# Things that drive you crazy in a shrimp tank



## razoredge (Dec 31, 2011)

Things that drive you crazy in a shrimp tank


Hair Algae
Blue Green Algae
Duck Weed
Malaysian Trumpet Snails
Pond Snail
Hydra
Planaria
All of the above
Other

Here's my top 5 list, #1 Hair Algae, #2 Duck Weed, #3 MTS, #4 pond snail,#5 planaria


----------



## bettaforu (Sep 6, 2009)

cocopeds aka scuds, duck weed and pond snails in that order.


----------



## solarz (Aug 31, 2010)

I've had duckweed, frogbit, salvinia, etc. I don't quite understand why people find them annoying. I've found that they're pretty easy to remove when needed.

I'm having hair algae in my shrimp tank right now, and unfortunately neither the otto nor the SAE is doing anything about it. I'm considering getting an amano.

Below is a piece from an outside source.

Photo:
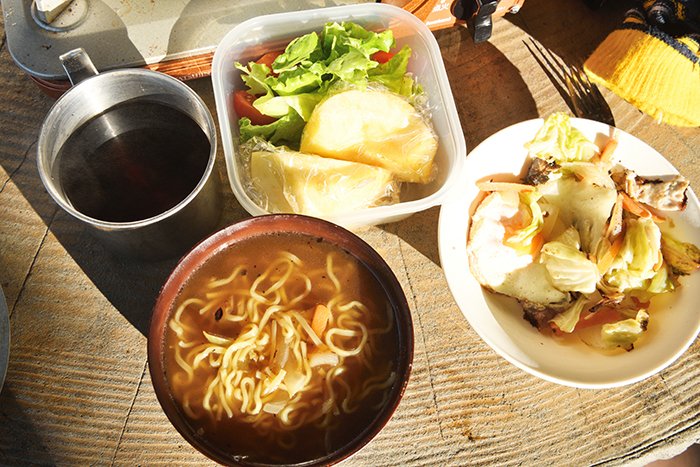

Most of the hair algae is pretty easy to remove, except the ones growing on my fissidens.


----------



## Splak (May 1, 2013)

I hate my duckweed but keep it to keep water healthy.

Hate HYDRA omg....

Hate all the baby snails

and I hate water changes because the little guys always try to swim into my syphon lol..


But in the end with all the hate I have for so many things... my love for the little guys ourweighs it all


----------



## razoredge (Dec 31, 2011)

My Amano shrimp didn't really eat the hair algae. Also tried Otto and SAE but to no avail. I eventually re-did the entire tank! Hope you have better luck than I.



solarz said:


> I've had duckweed, frogbit, salvinia, etc. I don't quite understand why people find them annoying. I've found that they're pretty easy to remove when needed.
> 
> I'm having hair algae in my shrimp tank right now, and unfortunately neither the otto nor the SAE is doing anything about it. I'm considering getting an amano.
> 
> Most of the hair algae is pretty easy to remove, except the ones growing on my fissidens.


----------



## solarz (Aug 31, 2010)

razoredge said:


> My Amano shrimp didn't really eat the hair algae. Also tried Otto and SAE but to no avail. I eventually re-did the entire tank! Hope you have better luck than I.


That sucks. I already restarted this tank once, mostly to replace the substrate but also because there was too much algae.

If amano doesn't work, then I'll have to give Excel a try.


----------



## alstare2000 (Feb 16, 2013)

I would advise against amano if you want it to eat hair algae it won't. It will grab food away from anything else before they get to it (used to grab whole wafers and go hide from my plecos) not interested in hair algae at all.

What worked really good for me was cutting down on light drastically to about 5 hrs I had it on for about 9 hrs and it was finnex planted+.
Had to pull the bigger parts out but then I noticed it slowly disappear on it's own, while I kept pulling bigger pieces out every few days. 
As my other plants grew and nutrients from the substrate were absorbed I increased the lighting and have it on for 2-3 hrs in the morning and 6-7 hrs in the evening now without hair algae coming back but it took over 6 months.
In deed it was a headache.

I have hydra in both of my tanks hate it but don't really want to treat it with chemicals so they have to stay.


----------



## qualityshrimpz (Dec 15, 2009)

1. Hair algae
2. Snails
3. Scuds
4. Spilling water all over my floor
5. The fact that I didnt build racks all around my fish room reaching to the ceiling lol


----------